En un momento como el actual, de enormes dificultades financieras para la mayoría de administraciones públicas –en particular de las municipales– todos los proyectos y equipamientos culturales buscan desesperadamente cómo equilibrar sus cuentas sin renunciar a la esencia de su misión y a la prestación de sus servicios tradicionales. En estas circunstancias, es lógico que la mirada se centre en el público, en el consumidor que con su módica contribución monetaria individual aporta los recursos necesarios para hacer posible la actividad o evento. El público, no sólo aporta una parte sustancial de los recursos financieros totales, sino que con su presencia legitima el resto de recursos públicos y procedentes del patrocinio disponibles, siendo el destinatario primero de la oferta cultural y su razón última de ser.
Sin embargo, la focalización de la mirada hacia las audiencias –imprescindible y que no debería olvidarse cuando vuelva de nuevo el tiempo de las vacas gordas–, puede incorporar un cierto peligro: centrarse excesivamente en contentar a las clientelas de siempre, formada por los abonados, connaisseurs o aquellos que les gusta ver y escuchar siempre el mismo tipo de cosa. Desde una perspectiva de gestión financiera y de marketing, esta es una opción lógica y acertada, pero no lo es desde una mirada más amplia, que tenga en cuenta el conjunto de la sociedad y el progreso colectivo.
Vivimos en una sociedad compleja, individualista, cada vez más heterogénea y diversa. En un momento en que cada uno va a lo suyo, generador de aquello que Jean-Michel Lucas llama tolerancia cultural fría, las manifestaciones culturales pueden ser un punto de encuentro. Todo el mundo, en uso de su libertad –que por otra parte tanto a costado lograr– se expresa, intercambia y consume aquellas parcelas de realidad cultural que le interesan (o han sabido venderle). Vivimos en un contexto donde además de los grandes acontecimientos mediáticos, la especialización del consumo cultural es enorme, lo que permite una gran pluralidad (más teórica que real) de alternativas de consumo. Sin embargo, la incomunicación lleva a la ignorancia, y esta al desprecio o hasta el odio hacia las expresiones culturales del otro, sobre todo cuando visiones dogmáticas únicas quieren imponerse a las de otras comunidades. Habría que recordar aquí la famosa frase de Antonio Machado afirmando que Castilla deprecia lo que ignora (y substituyan Castilla por cualquier otro castillo totalitario). Faltan, por tanto, proyectos colectivos de carácter participativo y abierto.
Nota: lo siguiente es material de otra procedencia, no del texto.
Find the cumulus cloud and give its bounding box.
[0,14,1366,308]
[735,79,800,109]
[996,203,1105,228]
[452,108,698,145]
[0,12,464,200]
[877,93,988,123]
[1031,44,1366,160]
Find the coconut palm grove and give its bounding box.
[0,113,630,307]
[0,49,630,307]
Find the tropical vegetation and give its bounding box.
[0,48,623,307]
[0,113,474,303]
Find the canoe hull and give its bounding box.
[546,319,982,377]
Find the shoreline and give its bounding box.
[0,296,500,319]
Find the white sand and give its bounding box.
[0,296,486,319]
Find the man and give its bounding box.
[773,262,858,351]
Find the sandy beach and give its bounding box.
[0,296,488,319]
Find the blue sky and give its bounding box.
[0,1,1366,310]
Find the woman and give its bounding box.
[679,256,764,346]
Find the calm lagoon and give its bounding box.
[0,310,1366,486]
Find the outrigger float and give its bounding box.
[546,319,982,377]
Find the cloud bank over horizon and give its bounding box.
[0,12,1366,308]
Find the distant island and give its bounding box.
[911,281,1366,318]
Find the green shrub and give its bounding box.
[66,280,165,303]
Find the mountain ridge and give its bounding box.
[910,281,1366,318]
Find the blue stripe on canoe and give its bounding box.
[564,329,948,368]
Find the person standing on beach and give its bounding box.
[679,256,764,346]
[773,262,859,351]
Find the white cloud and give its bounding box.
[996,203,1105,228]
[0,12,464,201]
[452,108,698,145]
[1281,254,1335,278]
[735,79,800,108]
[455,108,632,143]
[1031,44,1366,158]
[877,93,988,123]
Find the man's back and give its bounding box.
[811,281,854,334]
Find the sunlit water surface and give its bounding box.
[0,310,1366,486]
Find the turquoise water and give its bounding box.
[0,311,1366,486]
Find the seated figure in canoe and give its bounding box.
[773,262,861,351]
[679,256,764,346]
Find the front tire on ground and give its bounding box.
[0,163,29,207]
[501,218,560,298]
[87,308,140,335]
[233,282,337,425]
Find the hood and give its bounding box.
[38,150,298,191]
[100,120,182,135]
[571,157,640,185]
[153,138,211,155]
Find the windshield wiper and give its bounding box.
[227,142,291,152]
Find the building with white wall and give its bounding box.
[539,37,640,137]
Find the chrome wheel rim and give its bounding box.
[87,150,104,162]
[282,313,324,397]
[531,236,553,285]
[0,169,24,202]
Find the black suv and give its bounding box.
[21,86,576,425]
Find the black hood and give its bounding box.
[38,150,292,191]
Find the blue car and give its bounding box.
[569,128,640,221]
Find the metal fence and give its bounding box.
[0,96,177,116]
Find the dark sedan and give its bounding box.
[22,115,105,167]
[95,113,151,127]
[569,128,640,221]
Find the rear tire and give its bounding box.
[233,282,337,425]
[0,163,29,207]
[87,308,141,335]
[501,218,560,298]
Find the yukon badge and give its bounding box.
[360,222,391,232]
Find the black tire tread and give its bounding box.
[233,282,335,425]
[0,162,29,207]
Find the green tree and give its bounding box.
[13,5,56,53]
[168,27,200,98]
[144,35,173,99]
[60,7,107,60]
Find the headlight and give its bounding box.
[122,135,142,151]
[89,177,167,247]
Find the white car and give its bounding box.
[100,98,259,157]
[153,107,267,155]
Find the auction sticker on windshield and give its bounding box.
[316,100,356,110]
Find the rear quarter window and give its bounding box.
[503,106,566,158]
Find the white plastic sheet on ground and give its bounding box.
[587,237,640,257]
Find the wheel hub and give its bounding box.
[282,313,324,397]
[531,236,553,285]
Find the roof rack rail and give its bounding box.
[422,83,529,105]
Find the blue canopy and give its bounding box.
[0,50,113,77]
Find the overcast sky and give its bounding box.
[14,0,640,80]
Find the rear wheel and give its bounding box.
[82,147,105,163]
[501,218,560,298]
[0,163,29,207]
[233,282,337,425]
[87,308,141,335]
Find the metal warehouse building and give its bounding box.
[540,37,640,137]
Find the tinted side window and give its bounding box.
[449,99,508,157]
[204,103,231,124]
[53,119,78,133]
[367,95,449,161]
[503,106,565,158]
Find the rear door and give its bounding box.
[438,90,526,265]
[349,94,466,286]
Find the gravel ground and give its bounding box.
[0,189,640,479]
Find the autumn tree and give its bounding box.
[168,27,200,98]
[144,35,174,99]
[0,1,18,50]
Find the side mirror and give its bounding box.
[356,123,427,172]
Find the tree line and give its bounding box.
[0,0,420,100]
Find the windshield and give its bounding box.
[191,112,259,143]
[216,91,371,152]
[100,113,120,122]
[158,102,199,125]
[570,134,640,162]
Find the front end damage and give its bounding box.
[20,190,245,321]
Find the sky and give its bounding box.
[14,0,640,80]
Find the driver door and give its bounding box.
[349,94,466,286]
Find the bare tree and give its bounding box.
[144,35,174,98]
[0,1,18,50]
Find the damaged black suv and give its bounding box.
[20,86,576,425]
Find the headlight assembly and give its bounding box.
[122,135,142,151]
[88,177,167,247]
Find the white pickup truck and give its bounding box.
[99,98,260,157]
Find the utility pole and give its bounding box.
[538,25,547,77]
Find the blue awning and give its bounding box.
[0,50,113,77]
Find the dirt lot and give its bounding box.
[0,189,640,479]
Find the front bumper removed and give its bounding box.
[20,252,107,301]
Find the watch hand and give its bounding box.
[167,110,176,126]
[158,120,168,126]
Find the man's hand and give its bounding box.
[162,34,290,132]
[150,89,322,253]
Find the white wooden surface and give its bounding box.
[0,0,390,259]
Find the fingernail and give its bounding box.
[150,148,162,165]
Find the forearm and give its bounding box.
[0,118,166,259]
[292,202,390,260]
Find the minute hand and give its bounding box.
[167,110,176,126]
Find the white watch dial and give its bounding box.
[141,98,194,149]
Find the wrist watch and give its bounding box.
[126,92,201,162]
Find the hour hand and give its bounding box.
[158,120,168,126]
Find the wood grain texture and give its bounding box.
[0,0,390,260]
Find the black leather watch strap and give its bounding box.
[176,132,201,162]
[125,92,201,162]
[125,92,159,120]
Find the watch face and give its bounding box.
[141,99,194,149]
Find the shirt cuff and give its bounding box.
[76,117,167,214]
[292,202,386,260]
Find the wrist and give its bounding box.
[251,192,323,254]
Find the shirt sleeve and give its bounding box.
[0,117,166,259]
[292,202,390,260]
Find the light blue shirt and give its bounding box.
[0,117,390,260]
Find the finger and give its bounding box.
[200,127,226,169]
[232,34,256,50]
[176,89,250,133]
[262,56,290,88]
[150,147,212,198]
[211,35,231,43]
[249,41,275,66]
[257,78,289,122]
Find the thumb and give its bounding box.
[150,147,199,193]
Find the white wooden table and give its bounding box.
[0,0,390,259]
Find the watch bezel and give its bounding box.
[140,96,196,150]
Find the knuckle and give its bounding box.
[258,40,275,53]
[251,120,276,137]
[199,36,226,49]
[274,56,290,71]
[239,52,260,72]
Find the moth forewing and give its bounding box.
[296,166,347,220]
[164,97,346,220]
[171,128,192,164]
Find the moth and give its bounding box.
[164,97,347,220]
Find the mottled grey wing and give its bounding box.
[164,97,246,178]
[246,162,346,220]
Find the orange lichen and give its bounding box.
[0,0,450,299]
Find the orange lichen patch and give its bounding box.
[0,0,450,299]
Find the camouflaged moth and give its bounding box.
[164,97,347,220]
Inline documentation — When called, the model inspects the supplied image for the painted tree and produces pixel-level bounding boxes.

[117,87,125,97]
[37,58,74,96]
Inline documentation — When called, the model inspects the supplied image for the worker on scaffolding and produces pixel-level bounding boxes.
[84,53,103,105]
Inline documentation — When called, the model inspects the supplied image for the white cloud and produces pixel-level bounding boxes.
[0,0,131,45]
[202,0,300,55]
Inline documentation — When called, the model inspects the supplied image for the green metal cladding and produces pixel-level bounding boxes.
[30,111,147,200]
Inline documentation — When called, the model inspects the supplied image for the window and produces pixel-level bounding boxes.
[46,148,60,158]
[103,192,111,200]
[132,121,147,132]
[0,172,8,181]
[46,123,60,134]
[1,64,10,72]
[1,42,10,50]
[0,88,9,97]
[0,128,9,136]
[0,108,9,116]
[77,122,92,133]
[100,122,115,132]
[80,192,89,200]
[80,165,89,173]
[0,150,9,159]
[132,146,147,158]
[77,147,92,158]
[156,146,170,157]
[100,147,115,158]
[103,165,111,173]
Donde sea fácil integrarse sin renunciar a los propios valores y expresiones, pero donde la interacción con la tradición o con la innovación haga posible un proceso de crecimiento colectivo.
Lo que hoy parece justificar la acción cultural pública es ser «capital de la cultura», «gran centro de la economía creativa», «polo de atracción de turismo cultural de calidad», o como mucho «celebración de la multiculturalidad». Todos estos objetivos son intrínsecamente buenos, pero en mi opinión muestran una mirada parcial, localista, que no aborda el reto fundamental que la cultura puede aportar a las sociedades contemporáneas. Ésta consiste, justamente, en hacer posible vivir colaborativamente la libertad de creación, expresión, e incluso de consumo cultural. La responsabilidad de los poderes públicos, y de sus instituciones especializadas –museos, bibliotecas, teatros, auditorios o centros de arte contemporáneo –, debería consistir en hacer posible espacios de interacción entre colectivos diversos, con el objetivo de ampliar los capitales culturales respectivos. La crisis debería hacernos más conscientes de este reto, en lugar de empequeñecer nuestra mirada y centrar nuestra atención casi exclusivamente en las respectivas clientelas. Hay que asumir la incomodidad de arriesgar y de llenar de sentido la responsabilidad de la acción cultural pública.